An authentic humanism

Europe’s formation was realized over centuries. “Europe was not a geographically defined unit,” declared Pope John Paul II on December 14, 2000. “Only by accepting the Christian faith did it become a continent. Down the ages, this continent succeeded in spreading its values to almost every other part of the world for the good of humanity. At the same time, we must not forget that the ideologies which unleashed rivers of blood and tears during the 20th century came from a Europe that had wanted to forget its Christian roots. … It cannot be forgotten that it was the denial of God and His commandments which led in the last century to the tyranny of idols.

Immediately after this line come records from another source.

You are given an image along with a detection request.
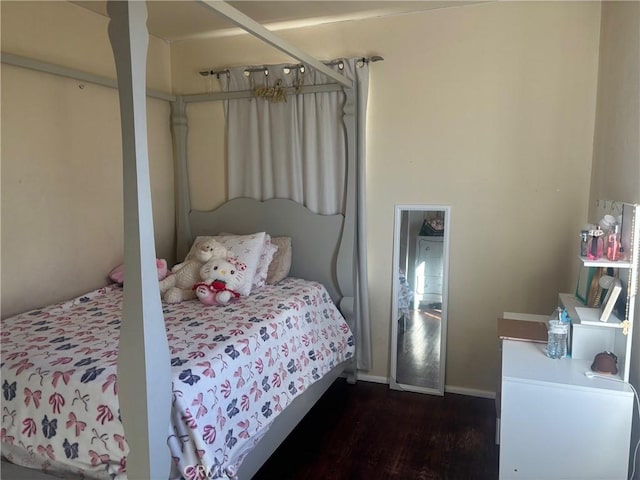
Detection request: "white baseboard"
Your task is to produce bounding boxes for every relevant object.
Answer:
[444,385,496,400]
[358,372,496,399]
[358,372,389,384]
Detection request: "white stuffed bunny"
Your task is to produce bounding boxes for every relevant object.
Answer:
[193,258,244,305]
[160,239,229,303]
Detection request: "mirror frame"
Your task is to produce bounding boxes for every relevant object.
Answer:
[389,204,451,395]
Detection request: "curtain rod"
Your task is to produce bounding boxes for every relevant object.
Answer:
[0,52,176,102]
[198,55,384,78]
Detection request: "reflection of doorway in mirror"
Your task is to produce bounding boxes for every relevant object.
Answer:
[390,206,449,395]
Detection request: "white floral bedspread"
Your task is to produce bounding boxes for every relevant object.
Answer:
[0,279,353,479]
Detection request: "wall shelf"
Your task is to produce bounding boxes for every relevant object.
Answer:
[580,257,633,268]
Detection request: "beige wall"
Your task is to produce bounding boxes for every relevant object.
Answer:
[171,2,600,392]
[589,2,640,471]
[0,1,175,317]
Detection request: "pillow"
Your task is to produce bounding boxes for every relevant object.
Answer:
[218,232,278,293]
[266,237,291,285]
[185,232,266,295]
[251,235,278,292]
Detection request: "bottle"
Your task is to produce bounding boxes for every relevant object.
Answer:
[580,230,589,257]
[587,226,604,260]
[546,307,569,359]
[607,225,620,261]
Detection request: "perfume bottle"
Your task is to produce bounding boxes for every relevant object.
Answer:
[587,226,604,260]
[607,225,620,261]
[580,230,589,257]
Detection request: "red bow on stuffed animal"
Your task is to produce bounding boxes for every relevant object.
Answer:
[193,280,240,298]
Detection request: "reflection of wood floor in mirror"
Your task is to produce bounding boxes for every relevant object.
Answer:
[396,305,441,388]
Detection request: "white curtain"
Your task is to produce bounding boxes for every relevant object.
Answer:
[221,58,371,370]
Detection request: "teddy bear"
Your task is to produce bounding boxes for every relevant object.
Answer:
[193,258,244,305]
[160,239,230,303]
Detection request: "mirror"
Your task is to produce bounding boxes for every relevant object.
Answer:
[389,205,451,395]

A race, a class, the state, the nation and the party were glorified instead of the true and living God. In the light of the misfortunes that overtook the 20th century we can understand that the rights of God and man stand or fall together.” This is why this same Pope hoped for a borderless Europe that did not deny the Christian roots that gave birth to it, and that did not abandon the authentic humanism of Christ’s Gospel.

Urban V’s return to Avignon was probably also motivated by the desire to assure the calm and independence of the cardinals when they met in the conclave that would take place upon his death, which he felt was near. For Italy was once again the scene of dangerous unrest. As it happened, after several weeks of terrible suffering, Urban V died on December 19, 1370, just two months after his return to Avignon.

Blessed Urban V’s strength came from his union with God. A chronicler who was a very close witness of this Pope wrote, “In God alone he poured out his heart, in God alone he set his thoughts and he consecrated himself totally to His service.” In our day, Pope Benedict XVI likewise strives to lead men and women to God: “The first priority for the Successor of Peter,” he wrote on March 10, 2009, “was laid down by the Lord in the Upper Room in the clearest of terms: You… strengthen your brothers (Lk. 22:32). … In our days, when in vast areas of the world the faith is in danger of dying out like a flame which no longer has fuel, the overriding priority is to make God present in this world and to show men and women the way to God. Not just any god, but the God who spoke on Sinai; to that God Whose face we recognize in a love which presses ‘to the end’ (cf. Jn. 13:1) – in Jesus Christ, crucified and risen.”